The final position of any object can be obtained by querying A for the displacement of any cell belonging to that object.
Running Time

We process and freeze every cell exactly once. We perform a constant number of lookups while freezing every cell. We assume parent_object lookup can be done in constant time. The complexity of the whole algorithm is O(N log N) or O(N log log H) depending on the data structures we use. Here, N is the total number of cells across all objects.

 

Of course it can be made a lot simpler, since you aren't dealing with shapes of any kind here.

Let's take this column :

1
4
2
0
0
2
1

We have already deleted what we had to delete. In those cells we have values of 0 now. We know the one with the highest index is 4 (counting from 0), and we know there's 2 of empty cells.
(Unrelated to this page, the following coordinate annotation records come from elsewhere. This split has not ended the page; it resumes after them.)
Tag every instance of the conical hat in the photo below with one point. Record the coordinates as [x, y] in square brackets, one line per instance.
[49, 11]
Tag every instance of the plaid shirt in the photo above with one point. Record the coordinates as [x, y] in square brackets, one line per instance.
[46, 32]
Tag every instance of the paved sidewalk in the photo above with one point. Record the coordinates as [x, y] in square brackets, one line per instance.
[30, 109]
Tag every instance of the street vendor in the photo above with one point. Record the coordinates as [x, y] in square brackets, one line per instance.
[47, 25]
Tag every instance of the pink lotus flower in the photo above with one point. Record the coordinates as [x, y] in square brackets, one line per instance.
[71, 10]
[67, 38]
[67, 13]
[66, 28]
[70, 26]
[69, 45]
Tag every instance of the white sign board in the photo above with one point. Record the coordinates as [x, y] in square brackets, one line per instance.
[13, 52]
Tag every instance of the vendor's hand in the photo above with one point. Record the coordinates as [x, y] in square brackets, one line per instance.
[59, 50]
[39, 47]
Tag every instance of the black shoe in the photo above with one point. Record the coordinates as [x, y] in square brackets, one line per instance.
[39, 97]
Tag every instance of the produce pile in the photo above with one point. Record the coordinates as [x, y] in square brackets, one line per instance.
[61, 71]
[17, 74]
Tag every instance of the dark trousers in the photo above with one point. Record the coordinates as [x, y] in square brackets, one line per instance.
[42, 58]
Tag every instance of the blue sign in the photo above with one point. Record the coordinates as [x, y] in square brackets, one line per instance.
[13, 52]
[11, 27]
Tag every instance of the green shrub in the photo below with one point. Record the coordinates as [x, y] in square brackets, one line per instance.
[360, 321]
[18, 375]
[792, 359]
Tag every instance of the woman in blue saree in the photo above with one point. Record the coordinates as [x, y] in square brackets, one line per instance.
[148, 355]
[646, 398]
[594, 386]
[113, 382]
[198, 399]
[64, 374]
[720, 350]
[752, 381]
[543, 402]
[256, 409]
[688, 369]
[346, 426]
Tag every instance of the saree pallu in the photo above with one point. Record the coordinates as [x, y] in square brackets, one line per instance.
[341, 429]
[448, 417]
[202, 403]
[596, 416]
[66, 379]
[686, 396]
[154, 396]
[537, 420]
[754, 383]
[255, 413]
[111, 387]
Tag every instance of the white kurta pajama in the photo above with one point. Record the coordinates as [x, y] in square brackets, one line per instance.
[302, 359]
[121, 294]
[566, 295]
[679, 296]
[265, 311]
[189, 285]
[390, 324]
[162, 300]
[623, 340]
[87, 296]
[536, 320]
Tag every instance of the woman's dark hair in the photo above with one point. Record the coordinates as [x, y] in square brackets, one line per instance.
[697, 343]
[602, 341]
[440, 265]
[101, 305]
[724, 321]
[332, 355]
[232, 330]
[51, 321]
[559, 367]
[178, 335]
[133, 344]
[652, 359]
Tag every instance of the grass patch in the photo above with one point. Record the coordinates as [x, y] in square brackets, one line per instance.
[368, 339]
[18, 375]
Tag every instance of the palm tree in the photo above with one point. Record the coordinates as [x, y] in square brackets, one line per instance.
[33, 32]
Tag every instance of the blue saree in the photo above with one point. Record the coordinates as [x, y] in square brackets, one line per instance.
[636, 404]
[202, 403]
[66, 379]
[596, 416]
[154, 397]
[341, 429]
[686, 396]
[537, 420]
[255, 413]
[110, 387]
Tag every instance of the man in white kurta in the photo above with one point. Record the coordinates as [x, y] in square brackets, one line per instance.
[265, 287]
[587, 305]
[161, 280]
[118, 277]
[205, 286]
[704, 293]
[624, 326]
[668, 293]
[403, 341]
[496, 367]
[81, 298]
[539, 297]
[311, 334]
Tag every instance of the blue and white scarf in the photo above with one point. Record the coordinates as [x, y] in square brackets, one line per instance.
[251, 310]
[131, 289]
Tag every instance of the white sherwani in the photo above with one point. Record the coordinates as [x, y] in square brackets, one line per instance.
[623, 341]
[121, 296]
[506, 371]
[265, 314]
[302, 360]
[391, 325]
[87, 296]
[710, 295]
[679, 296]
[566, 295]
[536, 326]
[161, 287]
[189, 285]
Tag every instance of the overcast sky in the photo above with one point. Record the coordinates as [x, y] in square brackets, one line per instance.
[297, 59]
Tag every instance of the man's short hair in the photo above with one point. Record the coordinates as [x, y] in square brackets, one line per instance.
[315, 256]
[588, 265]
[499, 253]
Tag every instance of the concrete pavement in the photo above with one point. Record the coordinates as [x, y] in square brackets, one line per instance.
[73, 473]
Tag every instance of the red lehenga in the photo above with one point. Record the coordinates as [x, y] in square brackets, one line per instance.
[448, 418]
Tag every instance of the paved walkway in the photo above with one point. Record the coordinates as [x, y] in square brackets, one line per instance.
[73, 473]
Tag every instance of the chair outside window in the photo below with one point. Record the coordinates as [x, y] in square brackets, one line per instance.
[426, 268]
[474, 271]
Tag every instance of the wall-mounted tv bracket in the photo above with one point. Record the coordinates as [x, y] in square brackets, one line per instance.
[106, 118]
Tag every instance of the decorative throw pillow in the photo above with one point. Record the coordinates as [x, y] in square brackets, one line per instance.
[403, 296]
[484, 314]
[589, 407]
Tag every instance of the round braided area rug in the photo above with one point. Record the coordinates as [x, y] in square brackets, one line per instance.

We then shift the column from that position by the amount of empty cells to the bottom.

Should look something like this :

int n = 7, v[7] = {1, 4, 2, 0, 0, 2, 1},k=0,p;

    //find no. empty cells and right/bottom-most empty cell
    for(int i = 0; i < n; ++i)
    {
        if(v[i]==0)
        {
            ++k;
            p = i;
        }
    }
    //shift the array from that position by k units to the right/bottom.
    for(int i = p; i>=0+k; --i)
    {
        v[i] = v[i-k];
        v[i-k] = 0;
    }

To make it a little more efficient we can calculate how many cells we delete for each array and the highest index of a deleted cell on each column and store it into some data structure of some kind.

So the complexity would be O(delete) + O(shifts).

O(delete) = k.

O(shifts) ~= m*O(shift).

O(shift) is worst case n. (or n-1, whatever)

Worst case complexity : O(k+m*n).

 

I'm pretty sure you could also solve it using graphs. Probably some topological sort.